Оба представителя обещали «подумать» над этим. Алесь и не надеялся ни на что иное. Его справедливое возмущение со стороны могло выглядеть как попытка внести несвоевременный раздор. Ну и дьявол с ними. Как-нибудь обойдемся.
А между тем и тому и другому стоило над этим подумать. Идея Алеся касалась и поляков, и русских. Поляков потому, что их слово и их национальная гордость были затоптаны в грязь. Русских потому, что их положение тоже не было блестящим.
Как ни странно, но русская наука, искусство, литература тоже находились в положении самого глубокого кризиса. Крестьянство не читало совсем, мещанство и купечество обходились «Ерусланом Лазаревичем» и жирели, пузатели в состоянии самого страшного бескультурья и животного свинства. Остыла любовь к родному слову и литературе даже у просвещенной прослойки. Дворянство почти совсем забросило родной язык и в большинстве своем не читало ничего, кроме французских романов.

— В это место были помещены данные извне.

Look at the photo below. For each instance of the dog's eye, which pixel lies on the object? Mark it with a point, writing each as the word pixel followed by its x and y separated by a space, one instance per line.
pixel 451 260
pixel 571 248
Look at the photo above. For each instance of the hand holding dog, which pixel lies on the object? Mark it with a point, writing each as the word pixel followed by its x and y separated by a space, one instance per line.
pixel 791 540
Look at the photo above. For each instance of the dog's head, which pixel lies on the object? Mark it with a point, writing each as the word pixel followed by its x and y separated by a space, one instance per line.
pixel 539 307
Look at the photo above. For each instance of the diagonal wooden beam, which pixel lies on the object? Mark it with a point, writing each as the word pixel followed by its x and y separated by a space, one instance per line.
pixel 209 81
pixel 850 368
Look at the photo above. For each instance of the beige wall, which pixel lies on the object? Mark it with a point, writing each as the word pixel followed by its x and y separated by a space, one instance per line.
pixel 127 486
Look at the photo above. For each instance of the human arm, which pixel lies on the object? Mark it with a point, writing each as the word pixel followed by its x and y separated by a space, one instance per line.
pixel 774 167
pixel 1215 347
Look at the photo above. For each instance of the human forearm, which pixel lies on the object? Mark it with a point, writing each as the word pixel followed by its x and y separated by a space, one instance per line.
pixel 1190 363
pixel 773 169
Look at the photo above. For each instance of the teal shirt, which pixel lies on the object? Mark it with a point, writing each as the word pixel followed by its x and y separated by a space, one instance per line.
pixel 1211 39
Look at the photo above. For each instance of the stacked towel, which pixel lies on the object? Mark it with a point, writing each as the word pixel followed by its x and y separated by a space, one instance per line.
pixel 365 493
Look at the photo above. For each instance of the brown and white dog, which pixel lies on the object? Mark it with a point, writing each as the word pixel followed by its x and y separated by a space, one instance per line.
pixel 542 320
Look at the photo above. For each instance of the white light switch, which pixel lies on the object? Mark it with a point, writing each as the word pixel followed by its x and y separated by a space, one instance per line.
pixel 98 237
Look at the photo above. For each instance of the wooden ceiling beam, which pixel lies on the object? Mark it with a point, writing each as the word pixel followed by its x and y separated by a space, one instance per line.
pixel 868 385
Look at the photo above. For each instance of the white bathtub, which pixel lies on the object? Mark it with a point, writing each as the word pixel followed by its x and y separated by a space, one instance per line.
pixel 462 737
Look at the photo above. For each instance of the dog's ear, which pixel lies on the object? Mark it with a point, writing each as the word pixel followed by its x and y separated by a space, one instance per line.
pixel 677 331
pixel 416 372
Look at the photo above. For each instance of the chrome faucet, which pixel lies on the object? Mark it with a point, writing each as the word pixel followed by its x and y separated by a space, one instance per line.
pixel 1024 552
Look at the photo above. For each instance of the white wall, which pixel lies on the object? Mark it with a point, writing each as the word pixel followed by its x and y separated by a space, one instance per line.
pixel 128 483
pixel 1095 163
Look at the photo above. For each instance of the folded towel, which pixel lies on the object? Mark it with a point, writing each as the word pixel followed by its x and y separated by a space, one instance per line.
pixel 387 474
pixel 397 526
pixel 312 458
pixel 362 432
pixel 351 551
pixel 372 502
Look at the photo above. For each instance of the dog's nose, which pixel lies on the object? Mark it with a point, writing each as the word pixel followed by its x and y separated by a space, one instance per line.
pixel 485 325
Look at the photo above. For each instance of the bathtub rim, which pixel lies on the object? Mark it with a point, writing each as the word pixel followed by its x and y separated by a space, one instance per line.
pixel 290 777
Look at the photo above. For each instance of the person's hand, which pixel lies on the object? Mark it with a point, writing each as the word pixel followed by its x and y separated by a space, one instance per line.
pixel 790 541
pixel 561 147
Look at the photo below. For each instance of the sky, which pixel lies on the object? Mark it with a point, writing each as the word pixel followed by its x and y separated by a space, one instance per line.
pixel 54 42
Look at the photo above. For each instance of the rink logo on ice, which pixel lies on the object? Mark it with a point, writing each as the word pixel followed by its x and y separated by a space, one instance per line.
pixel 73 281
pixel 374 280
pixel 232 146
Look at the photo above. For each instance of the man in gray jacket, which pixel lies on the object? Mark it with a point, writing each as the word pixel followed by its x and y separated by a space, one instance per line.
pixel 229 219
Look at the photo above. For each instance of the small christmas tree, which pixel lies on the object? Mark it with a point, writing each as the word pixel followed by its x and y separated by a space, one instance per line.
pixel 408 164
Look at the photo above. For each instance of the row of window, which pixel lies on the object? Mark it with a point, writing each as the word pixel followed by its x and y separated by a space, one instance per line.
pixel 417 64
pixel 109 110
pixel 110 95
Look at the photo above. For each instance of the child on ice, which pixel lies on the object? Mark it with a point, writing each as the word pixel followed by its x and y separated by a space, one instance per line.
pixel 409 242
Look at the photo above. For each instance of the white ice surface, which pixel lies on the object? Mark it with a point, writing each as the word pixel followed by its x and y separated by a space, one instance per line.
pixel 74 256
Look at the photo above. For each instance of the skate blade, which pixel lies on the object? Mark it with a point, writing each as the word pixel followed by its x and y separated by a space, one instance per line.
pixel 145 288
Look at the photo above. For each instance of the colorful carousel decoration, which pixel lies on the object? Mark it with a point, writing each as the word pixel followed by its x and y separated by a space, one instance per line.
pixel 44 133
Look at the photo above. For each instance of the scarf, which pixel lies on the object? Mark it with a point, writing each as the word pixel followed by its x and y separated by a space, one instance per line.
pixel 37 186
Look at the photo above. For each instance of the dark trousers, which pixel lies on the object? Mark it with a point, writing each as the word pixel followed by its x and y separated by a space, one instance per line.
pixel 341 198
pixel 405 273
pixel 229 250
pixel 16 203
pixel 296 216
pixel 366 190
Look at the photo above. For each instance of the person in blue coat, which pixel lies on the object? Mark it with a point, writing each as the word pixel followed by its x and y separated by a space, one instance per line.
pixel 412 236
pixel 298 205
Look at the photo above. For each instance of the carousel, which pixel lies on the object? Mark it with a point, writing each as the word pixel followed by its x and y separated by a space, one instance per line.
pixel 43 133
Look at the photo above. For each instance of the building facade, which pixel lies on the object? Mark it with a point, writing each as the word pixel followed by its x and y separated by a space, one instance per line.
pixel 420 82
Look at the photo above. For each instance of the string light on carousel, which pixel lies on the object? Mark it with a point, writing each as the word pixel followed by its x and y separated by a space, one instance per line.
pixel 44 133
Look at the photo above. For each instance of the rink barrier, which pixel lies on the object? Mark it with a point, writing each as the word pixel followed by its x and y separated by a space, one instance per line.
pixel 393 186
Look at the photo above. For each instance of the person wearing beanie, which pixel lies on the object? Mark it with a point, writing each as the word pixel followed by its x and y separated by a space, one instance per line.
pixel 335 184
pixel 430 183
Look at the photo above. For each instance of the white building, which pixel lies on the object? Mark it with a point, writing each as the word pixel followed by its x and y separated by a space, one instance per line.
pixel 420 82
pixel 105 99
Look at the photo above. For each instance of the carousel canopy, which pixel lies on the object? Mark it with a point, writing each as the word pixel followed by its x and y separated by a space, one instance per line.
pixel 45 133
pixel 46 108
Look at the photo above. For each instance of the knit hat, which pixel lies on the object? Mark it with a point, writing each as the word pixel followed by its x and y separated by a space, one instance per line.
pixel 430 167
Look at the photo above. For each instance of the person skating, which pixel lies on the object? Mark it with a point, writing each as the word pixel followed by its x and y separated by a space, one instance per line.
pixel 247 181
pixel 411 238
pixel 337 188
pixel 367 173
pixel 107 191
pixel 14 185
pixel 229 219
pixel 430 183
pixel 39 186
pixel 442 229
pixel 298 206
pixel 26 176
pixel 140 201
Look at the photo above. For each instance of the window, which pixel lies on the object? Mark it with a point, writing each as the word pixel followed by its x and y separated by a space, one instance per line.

Алесь с ужасом убеждался в этом. Ему казалось, что русские коллеги должны бить в набат и, глубоко страдая сами, должны особенно остро чувствовать подобную боль соседа.
Высоко держал знамя один Малый театр, и потому немногочисленные люди, которые ощущали тревогу, не просто любили, а обожествляли его. Островский был у них богом. Садовский, Шумский и Самарин — апостолами. Но и здесь не было полного «ансамбля», и здесь всегда грешили в смысле декораций, исторической правды, костюмов. Богатыри играли рядом с пигмеями. И Алесь не мог не думать, насколько даже этот театр в отношении ансамбля, верности аксессуаров, сыгранности — насколько он ниже театра в Веже.